18. Film, videorecording, or other visual material.

Pride and Prejudice. Directed by Robert Z. Leonard. Produced by Hunt Stromberg. Starring Greer Garson and Laurence Olivier. MGM/UA, 1940. Videocassette.

19. Sound recording.

Rodrigo, Joaquin. “Concierto de Aranjuez.” On Rodrigo: Conciertos. Pepe Romero and Academy of St. Martin in the Fields. Sir Neville Marriner. Philips compact disk 432 828-2.

20. Public document.

U.S. Department of Commerce. Bureau of the Census. Negro Population 1790-1915. Washington, D.C.: 1918.

21. Unpublished dissertation or thesis.

Johnston, James Hugo. "Race Relations in Virginia and Miscegenation in the South, 1776-1860." Ph.D. diss., University of Chicago, 1937.

22. Secondary source. The page number comes immediately after the title if the first-mentioned work is a book. The second-mentioned work is treated in note style, with commas separating the elements and parentheses around the facts of publication of books.

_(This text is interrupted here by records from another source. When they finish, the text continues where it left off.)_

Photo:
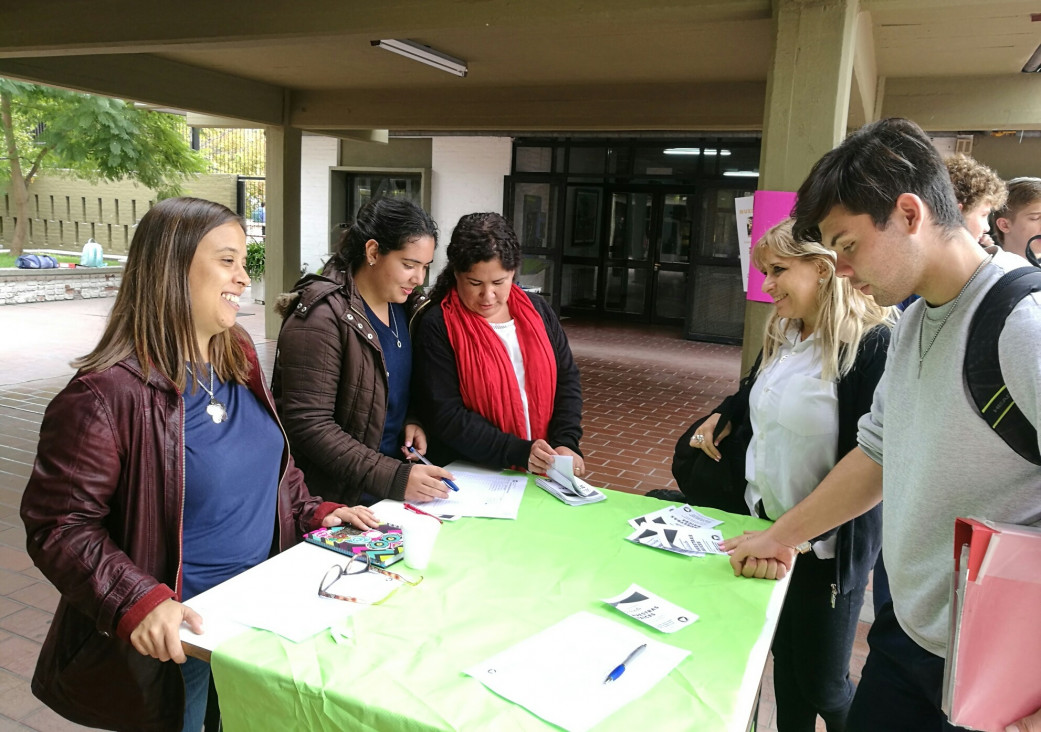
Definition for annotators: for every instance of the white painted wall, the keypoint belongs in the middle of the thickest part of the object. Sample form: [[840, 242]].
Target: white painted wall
[[318, 155], [466, 177]]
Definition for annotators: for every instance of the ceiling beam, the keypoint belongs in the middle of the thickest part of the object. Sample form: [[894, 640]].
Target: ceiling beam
[[72, 26], [865, 73], [145, 78], [703, 106], [966, 103]]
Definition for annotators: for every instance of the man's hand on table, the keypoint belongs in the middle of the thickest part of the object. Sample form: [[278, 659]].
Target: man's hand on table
[[757, 554]]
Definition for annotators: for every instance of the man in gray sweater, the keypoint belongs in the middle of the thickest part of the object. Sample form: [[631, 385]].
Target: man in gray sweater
[[883, 202]]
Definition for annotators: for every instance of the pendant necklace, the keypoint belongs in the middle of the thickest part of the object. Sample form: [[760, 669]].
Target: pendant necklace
[[394, 325], [218, 412], [921, 328]]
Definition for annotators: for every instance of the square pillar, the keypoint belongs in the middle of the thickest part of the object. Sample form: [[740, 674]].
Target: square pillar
[[282, 219], [807, 104]]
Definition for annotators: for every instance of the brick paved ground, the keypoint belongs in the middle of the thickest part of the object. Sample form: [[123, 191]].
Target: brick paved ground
[[642, 386]]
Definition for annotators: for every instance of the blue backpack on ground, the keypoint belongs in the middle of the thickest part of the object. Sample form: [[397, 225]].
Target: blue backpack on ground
[[36, 261], [92, 255]]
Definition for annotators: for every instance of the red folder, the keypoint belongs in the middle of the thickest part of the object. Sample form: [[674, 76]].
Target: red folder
[[993, 672]]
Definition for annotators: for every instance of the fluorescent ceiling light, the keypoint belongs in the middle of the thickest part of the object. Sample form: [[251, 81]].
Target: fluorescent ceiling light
[[424, 54], [695, 151]]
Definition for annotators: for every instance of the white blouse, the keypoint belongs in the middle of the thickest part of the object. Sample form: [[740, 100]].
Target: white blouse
[[795, 427], [508, 333]]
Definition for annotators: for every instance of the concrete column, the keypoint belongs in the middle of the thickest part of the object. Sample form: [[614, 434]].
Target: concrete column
[[807, 104], [282, 215]]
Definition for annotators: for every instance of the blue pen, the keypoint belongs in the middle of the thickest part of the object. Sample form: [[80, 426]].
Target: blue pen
[[620, 669], [428, 462]]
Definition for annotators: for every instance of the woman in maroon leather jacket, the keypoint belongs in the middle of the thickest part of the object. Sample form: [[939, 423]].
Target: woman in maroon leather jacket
[[135, 481]]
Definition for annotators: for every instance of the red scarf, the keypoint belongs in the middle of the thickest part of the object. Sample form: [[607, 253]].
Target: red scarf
[[487, 382]]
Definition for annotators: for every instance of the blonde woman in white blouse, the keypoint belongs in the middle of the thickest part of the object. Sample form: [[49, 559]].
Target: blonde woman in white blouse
[[823, 352]]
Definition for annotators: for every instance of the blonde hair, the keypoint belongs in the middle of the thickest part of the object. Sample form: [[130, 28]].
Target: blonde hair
[[844, 313]]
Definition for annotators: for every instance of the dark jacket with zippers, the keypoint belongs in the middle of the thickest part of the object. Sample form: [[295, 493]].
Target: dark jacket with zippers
[[103, 512], [330, 385]]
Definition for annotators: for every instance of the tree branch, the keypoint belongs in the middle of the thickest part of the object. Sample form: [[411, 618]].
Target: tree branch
[[35, 165]]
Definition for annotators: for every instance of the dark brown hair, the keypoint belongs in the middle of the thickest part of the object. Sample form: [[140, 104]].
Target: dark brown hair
[[152, 314], [478, 237], [869, 170], [390, 222]]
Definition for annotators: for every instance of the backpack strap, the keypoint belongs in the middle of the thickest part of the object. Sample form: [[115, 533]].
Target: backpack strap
[[983, 370]]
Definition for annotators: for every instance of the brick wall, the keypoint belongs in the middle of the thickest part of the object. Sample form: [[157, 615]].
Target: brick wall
[[19, 286], [65, 212]]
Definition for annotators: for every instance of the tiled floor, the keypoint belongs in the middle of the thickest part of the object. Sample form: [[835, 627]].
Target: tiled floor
[[642, 385]]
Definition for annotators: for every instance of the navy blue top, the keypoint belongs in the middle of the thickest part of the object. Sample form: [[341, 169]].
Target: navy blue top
[[399, 365], [230, 485]]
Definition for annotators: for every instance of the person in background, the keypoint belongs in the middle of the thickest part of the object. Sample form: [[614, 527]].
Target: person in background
[[884, 203], [980, 192], [344, 364], [1019, 220], [499, 385], [823, 353], [161, 472]]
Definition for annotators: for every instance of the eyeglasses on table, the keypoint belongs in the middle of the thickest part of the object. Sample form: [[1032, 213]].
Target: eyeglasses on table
[[356, 565]]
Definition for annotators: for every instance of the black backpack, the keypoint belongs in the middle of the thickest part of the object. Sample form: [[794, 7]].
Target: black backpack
[[983, 371]]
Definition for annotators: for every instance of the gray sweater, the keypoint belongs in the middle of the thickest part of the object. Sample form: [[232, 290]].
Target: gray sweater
[[940, 459]]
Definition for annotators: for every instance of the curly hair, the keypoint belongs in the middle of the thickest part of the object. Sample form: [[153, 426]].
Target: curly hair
[[478, 237], [845, 313], [975, 183]]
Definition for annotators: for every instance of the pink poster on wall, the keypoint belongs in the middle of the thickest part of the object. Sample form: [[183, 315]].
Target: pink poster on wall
[[768, 208]]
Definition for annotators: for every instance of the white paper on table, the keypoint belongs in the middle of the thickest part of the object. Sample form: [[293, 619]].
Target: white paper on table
[[655, 611], [676, 515], [681, 539], [481, 495], [558, 674], [280, 595]]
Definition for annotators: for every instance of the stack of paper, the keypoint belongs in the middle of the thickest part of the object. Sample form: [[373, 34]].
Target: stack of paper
[[559, 673], [993, 673], [679, 529], [481, 494]]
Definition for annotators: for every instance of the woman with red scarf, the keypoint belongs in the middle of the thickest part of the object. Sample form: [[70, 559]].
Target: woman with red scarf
[[498, 384]]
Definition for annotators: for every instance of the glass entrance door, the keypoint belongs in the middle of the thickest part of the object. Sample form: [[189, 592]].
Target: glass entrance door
[[648, 258]]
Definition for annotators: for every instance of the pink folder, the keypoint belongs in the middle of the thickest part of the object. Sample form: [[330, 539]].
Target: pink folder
[[993, 670]]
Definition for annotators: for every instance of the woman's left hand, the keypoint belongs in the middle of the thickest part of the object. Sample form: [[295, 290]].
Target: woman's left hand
[[578, 464], [414, 437], [359, 516]]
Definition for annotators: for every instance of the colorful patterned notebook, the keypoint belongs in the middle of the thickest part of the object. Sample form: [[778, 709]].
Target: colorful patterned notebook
[[383, 545]]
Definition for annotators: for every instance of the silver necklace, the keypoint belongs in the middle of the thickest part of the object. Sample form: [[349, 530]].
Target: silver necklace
[[218, 412], [921, 328], [394, 325]]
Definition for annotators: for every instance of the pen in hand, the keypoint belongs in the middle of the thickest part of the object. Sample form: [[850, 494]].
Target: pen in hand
[[620, 669], [425, 461]]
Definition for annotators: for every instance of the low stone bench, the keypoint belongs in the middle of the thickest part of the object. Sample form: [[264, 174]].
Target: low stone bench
[[44, 285]]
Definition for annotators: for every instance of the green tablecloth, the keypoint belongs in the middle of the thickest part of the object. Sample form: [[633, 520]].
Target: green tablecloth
[[490, 584]]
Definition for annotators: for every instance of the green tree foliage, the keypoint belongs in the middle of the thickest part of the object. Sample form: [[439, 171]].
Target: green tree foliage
[[86, 136]]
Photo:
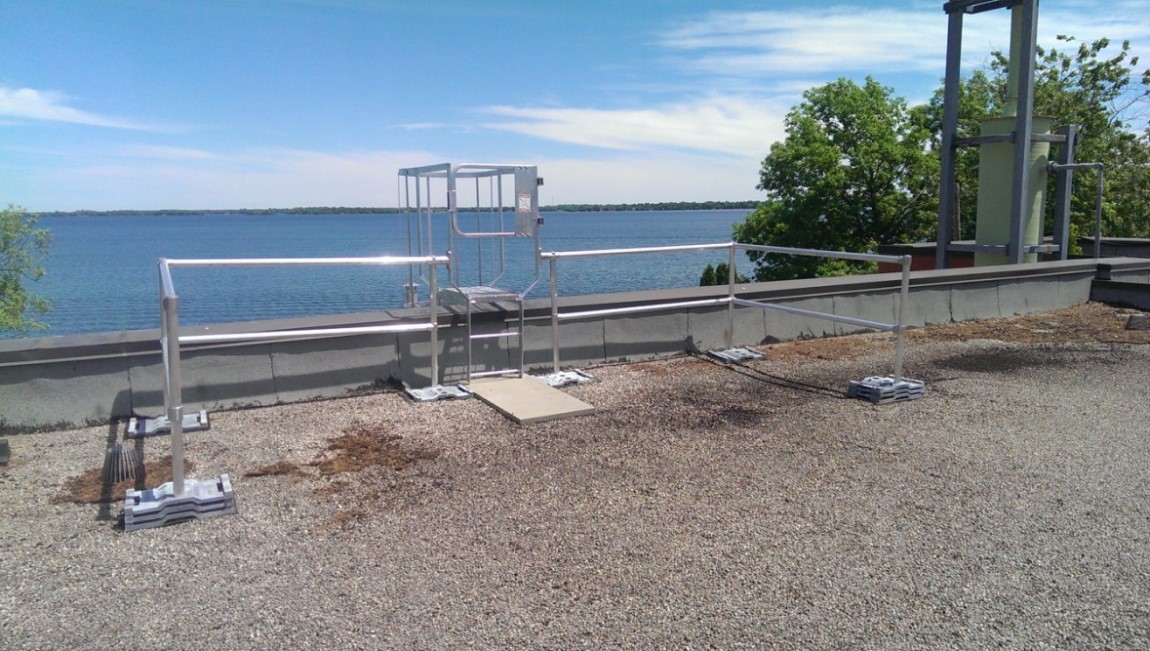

Brundage, Burr Cartwright. Lords of Cuzco : A History and Description of the Inca People in Their Final Days, 160. Norman, Okla. : University of Oklahoma Press, 1967. Quoted in John Felstiner, Translating Neruda: The Way to Macchu Picchu (Stanford, Calif.: Stanford University Press, 1980), 264.

23. More than one work by an author. When more than one work by the same author is listed in the bibliography, a long dash can be used in place of the name in the second and subsequent entries. The Chicago Manual represents the long dash with three hyphens (—); Turabian’s Manual for Writers specifies an “eight-space line (made by striking the underscore key eight times” ( _____ ). Find out your instructor’s preference. The entries may be arranged alphabetically by title (disregarding introductory articles, such as a or the) or chronologically; use one method or the other consistently throughout the bibliography.

Dorsey, George A. Traditions of the Skidi Pawnee. Boston : Houghton Mifflin, 1904.
---- . The Traditions of the Caddo. Washington, D.C. :

Carnegie Institution of Washington, 1905.
---- . The Pawnee Mythology . Washington , D.C. : Carnegie Institution of Washington , 1906.